Brown says he's sure Carroll Co. needs plan to control growth Ordinance would ban any new subdivisions for the next 18 months

April 12, 1996|By Mary Gail Hare | Mary Gail Hare,SUN STAFF

A day after facing nearly 500 vocal opponents of the county's proposed Interim Development Control Ordinance (IDCO), Commissioner W. Benjamin Brown left the door open yesterday for revisions, but said he remains convinced that Carroll needs temporary growth controls.

The County Commissioners and the Planning Commission heard more than three hours of testimony Wednesday night, much of it orchestrated by the real estate, building and banking industries, but Mr. Brown said he continues to support the proposal.

"I will not be swayed," he said yesterday. "I am convinced we need IDCO."

The county paid Robert H. Freilich, a nationally recognized planner, $35,000 to write the ordinance. In the past few months, Dr. Freilich has met with several groups in the county and revised the proposal several times.

IDCO would ban new subdivisions for the next 18 months, while the county reworks its 30-year-old master plan.

"It is imperative to stop new subdivisions from coming into the system under old rules while we are revising those rules," Mr. Brown said.

The county needs the interim "to spend its energy and full concentration on the master plan," said Philip Rovang, county director of planning.

"I will certainly be working with the commissioners to make sure revisions to the ordinance have no negative impact on the county," Mr. Rovang said.

Many in the development industry said even a temporary shutdown would send the county into an economic tailspin.

A newly formed and well-funded Citizens for Managed Growth urged attendance at the hearing held at North Carroll High School in Hampstead.

Speakers predicted high unemployment, increased property taxes and dire repercussions for area businesses, if the county enacts growth controls.

IDCO is "an attorney's dream in terms of the legal issues," said David Bowersox, a Westminster attorney.

"It clearly discriminates against new residential development," said John J. Delaney, an attorney for the Homebuilders Association.

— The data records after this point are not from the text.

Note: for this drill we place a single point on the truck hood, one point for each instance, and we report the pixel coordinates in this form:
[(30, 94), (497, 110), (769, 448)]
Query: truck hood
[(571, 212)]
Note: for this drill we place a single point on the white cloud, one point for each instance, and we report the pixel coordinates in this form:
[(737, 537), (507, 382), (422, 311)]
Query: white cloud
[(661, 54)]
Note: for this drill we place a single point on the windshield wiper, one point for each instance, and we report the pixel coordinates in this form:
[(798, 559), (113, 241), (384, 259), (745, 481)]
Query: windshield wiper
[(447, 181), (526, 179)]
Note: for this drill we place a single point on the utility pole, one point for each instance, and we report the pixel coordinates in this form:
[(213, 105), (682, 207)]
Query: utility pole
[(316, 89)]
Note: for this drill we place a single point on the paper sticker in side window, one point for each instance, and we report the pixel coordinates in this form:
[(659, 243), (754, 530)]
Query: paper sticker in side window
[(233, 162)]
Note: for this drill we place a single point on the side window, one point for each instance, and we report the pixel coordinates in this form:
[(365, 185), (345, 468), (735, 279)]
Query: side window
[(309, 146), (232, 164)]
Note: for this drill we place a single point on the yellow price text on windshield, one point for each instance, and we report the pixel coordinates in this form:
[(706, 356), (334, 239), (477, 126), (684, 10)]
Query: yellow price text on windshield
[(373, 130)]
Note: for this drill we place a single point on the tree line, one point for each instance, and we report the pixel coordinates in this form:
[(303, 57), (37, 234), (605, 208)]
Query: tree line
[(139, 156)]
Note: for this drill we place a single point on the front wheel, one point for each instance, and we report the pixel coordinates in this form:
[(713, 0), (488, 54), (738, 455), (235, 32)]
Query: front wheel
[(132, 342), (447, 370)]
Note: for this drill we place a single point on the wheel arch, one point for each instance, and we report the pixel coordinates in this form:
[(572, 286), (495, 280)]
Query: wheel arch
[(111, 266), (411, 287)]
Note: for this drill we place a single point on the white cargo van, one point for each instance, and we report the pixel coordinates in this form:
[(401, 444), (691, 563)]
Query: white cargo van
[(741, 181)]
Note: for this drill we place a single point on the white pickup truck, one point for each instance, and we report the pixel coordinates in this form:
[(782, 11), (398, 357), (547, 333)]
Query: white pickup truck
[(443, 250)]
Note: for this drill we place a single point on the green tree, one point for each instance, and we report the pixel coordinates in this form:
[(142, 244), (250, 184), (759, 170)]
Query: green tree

Commissioner Richard T. Yates said yesterday he was satisfied with the ordinance as written. But, he has "mostly legal questions that I plan to run by our attorney."

While the development industry is asking the county to kill the ordinance, growth activists want to strengthen it. At the commissioners' weekly news conference yesterday, Dan Hughes, founder of Solutions for a Better South Carroll, delivered about 300 signatures from those who want building permits included in the ban.

"How do you play catch up on facilities, until you slow down?" Mr. Hughes asked. "We have had years of bad decisions and bad policies and this board is being asked to pay the piper."

Mr. Brown said he expected the arguments at the hearing.

"Those concerns will have an impact and an effect on our thinking," he said. "In the final draft, you will see those concerns reflected."

If enacted, IDCO would be retroactive to March 15. As drafted now, the ordinance would allow the commissioners to sift through applications to determine which can continue through the development review process. In areas such as South Carroll, where schools and roads are inadequate, officials probably will deny projects.

Mr. Brown does not envision a complete shutdown in the industry.

"The goal is to make IDCO effective, yet recognize the interests the development community has in place already," Mr. Brown said.

The commissioners hope to decide whether to enact IDCO within a few weeks. "Everyone is welcome to the table" during deliberations, Mr. Brown said.